Perhaps you are marking a significant occasion or simply filling a space your garden, either way planting a tree is an important event. Follow our expert advice to get this just right.

 

A gardener’s advice

1. The ideal planting time for deciduous trees is mid-autumn to early spring, providing the ground is neither waterlogged nor frozen. Broad-leaved evergreens and conifers are best planted earlier in the autumn or later in spring, when the soil is warm and moist. Keep roots moist to prevent foliage from shedding.

2. Trees ordered from a nursery will probably arrive bare rooted, with their roots either contained in a ball of soil wrapped in hessian, or in a wire basket. If you pick the tree up from the nursery, it may already be growing in a container. In that case it can be planted at any time except when the soil is frozen. Where summers are hot, avoid planting during periods of extreme heat.

3. In the case of some soils, inadequate drainage may result in poor growth of newly planted trees; therefore, ensuring good drainage is a prime consideration. The first step is proper selection of the planting site. A spot that is swampy or where water tends to collect after a rainfall is not a good place to plant most trees.

4. For the average young tree, the planting hole should be about 1 meter across and 45 centimetres deep—large enough to give the roots room to spread in all directions.

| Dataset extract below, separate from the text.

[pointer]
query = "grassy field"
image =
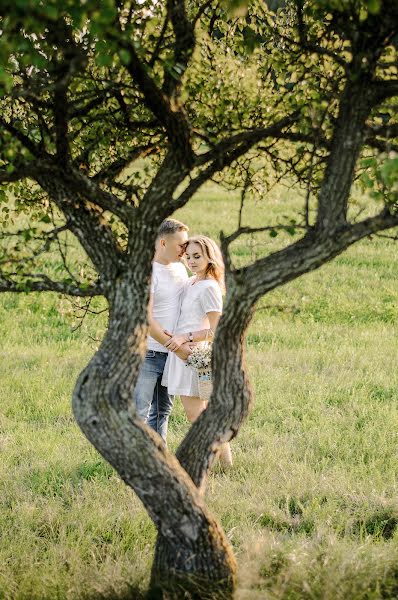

5. If you are planting in grass, mark out a circle and remove the turf. Break it up, and save it to incorporate with the soil you put around the roots. Begin digging from the centre of the circle, saving the topsoil as you go. When you see the soil becoming more yellowish or lighter coloured, it means you have reached the less organic subsoil. Keep digging, but put this in a separate pile.

6. When the hole is dug, fill it with water to test drainage. 

7. Sometimes a layer of impermeable soil will be fairly thin, and you can break through by thrusting your garden fork deeply into the bottom of the hole. If so, break up the base of the hole and proceed. If not, you might be well advised to pick another site.

8. All trees should be staked during their first 2 or 3 years. Stout wooden stakes treated with wood preservative are obtainable from most garden centres and nurseries. They should be long enough to hold the trunk upright but allow the crown and upper trunk to flex in the wind. With a bare-rooted tree, use a single stake driven in before planting; if the roots are incased in a ball of soil, drive in 2 stakes after planting, one on either side of the root ball.

9. Make starting holes for the sharpened stakes, insert them, and hammer them in with a sledge hammer.

10. Place a layer of rubble in the bottom of the hole you have dug to increase aeration. This is of value only if the hole already drains; it will not solve the problem of poor drainage.

11. Add soil and compost. Mix the subsoil you have taken out with an equal amount of topsoil, and use to form a thin layer in the hole. Tread firmly, fill with water, and let drain before positioning your tree in the hole.